Error recovery control

Last updated

In computing, error recovery control (ERC) (Western Digital: time-limited error recovery (TLER), Samsung/Hitachi: command completion time limit (CCTL)) is a feature of hard disks which allow a system administrator to configure the amount of time a drive's firmware is allowed to spend recovering from a read or write error. Limiting the recovery time allows for improved error handling in hardware or software RAID environments. In some cases, there is a conflict as to whether error handling should be undertaken by the hard drive or by the RAID implementation, which leads to drives being marked as unusable and significant performance degradation, when this could otherwise have been avoided.

Contents

Overview

Modern hard drives feature an ability to recover from some read/write errors by internally remapping sectors and performing other forms of self-test and recovery. The process for this can sometimes take several seconds or (under heavy usage) minutes, during which time the drive is unresponsive. Hardware RAID controllers and software RAID implementations are designed to recognise a drive which does not respond within a few seconds, and mark it as unreliable, indicating that it should be withdrawn from use and the array rebuilt from parity data. This is a long process, degrades performance, and if more drives fail under the resulting additional workload, it may be catastrophic.

If the drive itself is inherently reliable but has some bad sectors, then TLER and similar features prevent a disk from being unnecessarily marked as 'failed' by limiting the time spent on correcting detected errors before advising the array controller of a failed operation. The array controller can then handle the data recovery for the limited amount involved, rather than marking the entire drive as faulty.

Typical defaults

Effectively, TLER and similar features limit the performance of on-drive error handling, to allow hardware RAID controllers and software RAID implementations to handle the error if problematic.

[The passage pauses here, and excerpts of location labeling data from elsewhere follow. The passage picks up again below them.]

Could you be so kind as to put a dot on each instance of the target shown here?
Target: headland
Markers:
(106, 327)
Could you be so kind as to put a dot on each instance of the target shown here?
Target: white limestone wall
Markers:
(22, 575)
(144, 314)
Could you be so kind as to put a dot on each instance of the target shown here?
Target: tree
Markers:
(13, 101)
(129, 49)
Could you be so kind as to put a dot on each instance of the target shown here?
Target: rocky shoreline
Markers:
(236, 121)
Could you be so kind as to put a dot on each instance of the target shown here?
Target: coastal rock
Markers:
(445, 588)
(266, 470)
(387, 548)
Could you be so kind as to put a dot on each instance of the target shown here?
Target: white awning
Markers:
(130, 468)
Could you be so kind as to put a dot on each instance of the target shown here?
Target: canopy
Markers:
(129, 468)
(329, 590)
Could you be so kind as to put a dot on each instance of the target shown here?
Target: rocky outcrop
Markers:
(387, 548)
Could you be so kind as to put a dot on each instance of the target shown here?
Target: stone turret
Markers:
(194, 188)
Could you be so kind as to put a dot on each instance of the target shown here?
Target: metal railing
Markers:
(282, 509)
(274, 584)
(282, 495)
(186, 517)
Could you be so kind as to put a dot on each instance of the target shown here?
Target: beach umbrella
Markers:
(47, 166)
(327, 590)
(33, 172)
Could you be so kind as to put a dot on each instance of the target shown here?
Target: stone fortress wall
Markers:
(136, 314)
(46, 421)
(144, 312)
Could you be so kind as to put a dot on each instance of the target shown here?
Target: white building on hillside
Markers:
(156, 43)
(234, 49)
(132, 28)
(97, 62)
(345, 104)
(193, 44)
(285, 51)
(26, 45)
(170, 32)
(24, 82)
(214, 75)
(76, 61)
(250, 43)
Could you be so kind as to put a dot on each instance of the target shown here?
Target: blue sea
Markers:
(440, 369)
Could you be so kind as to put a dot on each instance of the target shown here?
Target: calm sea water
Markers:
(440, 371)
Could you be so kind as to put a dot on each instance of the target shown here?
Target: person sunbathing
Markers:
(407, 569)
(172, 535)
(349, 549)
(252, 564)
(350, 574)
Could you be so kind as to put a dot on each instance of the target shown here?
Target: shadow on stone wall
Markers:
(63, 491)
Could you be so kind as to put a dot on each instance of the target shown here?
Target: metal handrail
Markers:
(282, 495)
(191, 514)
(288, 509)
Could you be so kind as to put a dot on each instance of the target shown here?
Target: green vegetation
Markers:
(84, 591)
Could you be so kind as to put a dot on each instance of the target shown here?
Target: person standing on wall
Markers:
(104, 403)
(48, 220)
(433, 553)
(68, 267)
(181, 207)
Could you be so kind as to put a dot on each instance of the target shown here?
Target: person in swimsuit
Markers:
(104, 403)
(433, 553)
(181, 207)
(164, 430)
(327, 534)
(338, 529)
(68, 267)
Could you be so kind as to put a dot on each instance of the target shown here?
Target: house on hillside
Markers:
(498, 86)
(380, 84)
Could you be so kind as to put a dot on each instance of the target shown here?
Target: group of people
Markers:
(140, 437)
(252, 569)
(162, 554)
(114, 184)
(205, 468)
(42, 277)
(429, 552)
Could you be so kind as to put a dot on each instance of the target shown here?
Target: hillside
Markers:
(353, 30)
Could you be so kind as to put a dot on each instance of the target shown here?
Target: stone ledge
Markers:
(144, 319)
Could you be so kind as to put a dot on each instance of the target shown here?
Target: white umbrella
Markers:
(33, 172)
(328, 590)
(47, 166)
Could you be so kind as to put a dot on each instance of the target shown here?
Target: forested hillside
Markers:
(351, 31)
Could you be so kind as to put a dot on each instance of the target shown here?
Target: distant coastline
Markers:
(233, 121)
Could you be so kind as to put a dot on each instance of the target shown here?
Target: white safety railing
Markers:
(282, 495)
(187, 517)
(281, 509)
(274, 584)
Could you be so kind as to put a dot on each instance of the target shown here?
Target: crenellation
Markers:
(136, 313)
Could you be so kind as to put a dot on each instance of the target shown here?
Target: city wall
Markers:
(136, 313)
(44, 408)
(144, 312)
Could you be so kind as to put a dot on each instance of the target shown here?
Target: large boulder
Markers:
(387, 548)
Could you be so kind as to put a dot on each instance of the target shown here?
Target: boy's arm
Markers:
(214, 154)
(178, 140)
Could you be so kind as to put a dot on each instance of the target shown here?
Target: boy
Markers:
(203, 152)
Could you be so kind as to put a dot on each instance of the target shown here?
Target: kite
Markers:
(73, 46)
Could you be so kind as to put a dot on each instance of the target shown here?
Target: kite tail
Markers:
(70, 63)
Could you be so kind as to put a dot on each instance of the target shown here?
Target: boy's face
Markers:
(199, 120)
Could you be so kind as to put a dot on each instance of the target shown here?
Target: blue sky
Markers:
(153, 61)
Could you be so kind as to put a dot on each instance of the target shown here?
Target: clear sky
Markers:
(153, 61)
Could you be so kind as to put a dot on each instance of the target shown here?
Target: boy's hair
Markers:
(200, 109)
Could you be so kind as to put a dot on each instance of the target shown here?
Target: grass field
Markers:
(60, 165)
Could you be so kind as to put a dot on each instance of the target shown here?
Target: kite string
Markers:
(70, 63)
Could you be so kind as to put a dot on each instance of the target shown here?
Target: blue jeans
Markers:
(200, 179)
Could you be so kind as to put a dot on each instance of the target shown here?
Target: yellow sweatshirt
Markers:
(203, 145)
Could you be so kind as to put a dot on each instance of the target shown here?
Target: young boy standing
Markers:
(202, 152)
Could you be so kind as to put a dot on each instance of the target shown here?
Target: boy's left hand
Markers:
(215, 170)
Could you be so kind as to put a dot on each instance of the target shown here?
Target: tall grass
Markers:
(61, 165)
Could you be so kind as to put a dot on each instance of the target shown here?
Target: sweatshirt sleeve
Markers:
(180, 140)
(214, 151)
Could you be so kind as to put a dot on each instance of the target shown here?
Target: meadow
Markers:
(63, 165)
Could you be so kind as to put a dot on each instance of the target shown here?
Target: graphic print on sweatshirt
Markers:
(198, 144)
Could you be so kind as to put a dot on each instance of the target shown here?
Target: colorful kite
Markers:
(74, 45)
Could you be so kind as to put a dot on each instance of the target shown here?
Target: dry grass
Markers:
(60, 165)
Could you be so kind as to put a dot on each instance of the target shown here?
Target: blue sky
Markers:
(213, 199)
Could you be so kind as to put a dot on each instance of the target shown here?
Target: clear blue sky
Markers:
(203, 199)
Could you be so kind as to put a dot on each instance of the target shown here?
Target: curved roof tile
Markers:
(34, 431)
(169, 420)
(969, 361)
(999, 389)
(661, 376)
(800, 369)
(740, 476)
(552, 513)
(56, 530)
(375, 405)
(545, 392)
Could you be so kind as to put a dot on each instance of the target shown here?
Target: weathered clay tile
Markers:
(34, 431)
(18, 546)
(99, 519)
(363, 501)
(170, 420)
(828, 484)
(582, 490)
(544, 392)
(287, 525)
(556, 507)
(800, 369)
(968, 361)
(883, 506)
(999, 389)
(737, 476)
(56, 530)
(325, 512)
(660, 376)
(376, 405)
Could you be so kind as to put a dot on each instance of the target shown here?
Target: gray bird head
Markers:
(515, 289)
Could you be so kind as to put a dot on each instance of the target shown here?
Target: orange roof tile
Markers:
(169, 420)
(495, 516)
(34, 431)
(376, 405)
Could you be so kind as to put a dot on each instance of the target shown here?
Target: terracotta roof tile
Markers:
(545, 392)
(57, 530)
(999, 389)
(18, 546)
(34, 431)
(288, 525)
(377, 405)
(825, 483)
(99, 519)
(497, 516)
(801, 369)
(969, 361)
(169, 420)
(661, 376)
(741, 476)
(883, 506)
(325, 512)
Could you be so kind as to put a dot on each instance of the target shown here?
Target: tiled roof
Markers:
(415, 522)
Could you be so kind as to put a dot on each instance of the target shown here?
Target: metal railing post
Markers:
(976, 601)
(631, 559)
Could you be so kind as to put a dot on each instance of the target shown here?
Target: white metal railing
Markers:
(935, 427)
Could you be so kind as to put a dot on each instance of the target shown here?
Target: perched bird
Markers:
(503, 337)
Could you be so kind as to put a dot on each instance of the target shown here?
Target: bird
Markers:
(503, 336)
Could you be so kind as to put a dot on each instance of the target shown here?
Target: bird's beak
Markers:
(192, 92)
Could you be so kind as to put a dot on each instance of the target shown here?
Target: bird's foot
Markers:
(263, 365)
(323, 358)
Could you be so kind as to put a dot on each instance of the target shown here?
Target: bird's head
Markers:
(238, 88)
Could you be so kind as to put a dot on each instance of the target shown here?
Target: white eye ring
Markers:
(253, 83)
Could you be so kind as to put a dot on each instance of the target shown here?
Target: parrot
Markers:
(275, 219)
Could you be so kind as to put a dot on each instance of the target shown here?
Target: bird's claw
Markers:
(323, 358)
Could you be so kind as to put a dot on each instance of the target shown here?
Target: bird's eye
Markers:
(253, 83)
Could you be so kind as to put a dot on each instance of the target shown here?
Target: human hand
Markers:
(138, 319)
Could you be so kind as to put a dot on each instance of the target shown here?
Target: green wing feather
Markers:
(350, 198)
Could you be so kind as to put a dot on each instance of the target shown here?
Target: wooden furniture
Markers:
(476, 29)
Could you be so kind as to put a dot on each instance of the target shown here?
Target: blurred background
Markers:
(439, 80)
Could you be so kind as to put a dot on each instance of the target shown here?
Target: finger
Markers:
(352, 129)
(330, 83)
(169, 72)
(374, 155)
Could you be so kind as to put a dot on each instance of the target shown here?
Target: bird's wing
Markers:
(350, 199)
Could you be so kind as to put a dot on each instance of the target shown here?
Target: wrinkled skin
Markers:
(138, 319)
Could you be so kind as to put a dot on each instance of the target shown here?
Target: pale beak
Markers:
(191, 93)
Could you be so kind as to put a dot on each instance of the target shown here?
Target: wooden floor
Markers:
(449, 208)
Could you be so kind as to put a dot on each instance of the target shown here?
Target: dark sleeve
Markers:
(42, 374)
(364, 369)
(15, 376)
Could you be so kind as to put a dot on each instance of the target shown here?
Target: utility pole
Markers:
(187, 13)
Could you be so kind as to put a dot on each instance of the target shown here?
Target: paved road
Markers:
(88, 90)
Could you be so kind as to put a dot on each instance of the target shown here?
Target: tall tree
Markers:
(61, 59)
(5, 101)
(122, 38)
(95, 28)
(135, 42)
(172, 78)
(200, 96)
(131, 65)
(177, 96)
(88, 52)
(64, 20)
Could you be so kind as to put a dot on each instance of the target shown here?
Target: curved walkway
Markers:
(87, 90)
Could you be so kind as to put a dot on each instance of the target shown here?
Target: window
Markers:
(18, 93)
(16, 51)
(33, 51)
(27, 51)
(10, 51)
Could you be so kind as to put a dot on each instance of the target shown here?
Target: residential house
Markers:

Generally, Western Digital enterprise drives such as Raptor, Caviar RE2 and RE2-GP (RAID Edition) come with TLER Read "Enabled" (7 seconds) and TLER Write "Enabled" (7 seconds) while desktop drives such as Caviar SE, SE16, and GP come with TLER Read and Write Disabled (configured as 0 seconds, to disable).

Standalone vs. RAID considerations

It is best for TLER to be "enabled" when in a RAID array to prevent the recovery time from a disk read or write error from exceeding the RAID implementation's timeout threshold. If a drive times out, the hard disk will need to be manually re-added to the array, requiring a re-build and re-synchronization of the hard disk. Enabling TLER seeks to prevent this by interrupting error correction before timeout, to report failures only for data segments. The result is increased reliability in a RAID array.

In a stand-alone configuration TLER should be disabled. As the drive is not redundant, reporting segments as failed will only increase manual intervention. Without a hardware RAID controller or a software RAID implementation to drop the disk, normal (no TLER) recovery ability is most stable.

In a software RAID configuration whether or not TLER is helpful is dependent on the operating system. For example, in FreeBSD the ATA/CAM stack controls the timeouts, and is set to progressively increase the timeouts as they occur. Thus, if a desktop disk without TLER starts delaying a response to a sector read, FreeBSD will retry the read with successively longer timeouts to prevent prematurely dropping the disk out of the array.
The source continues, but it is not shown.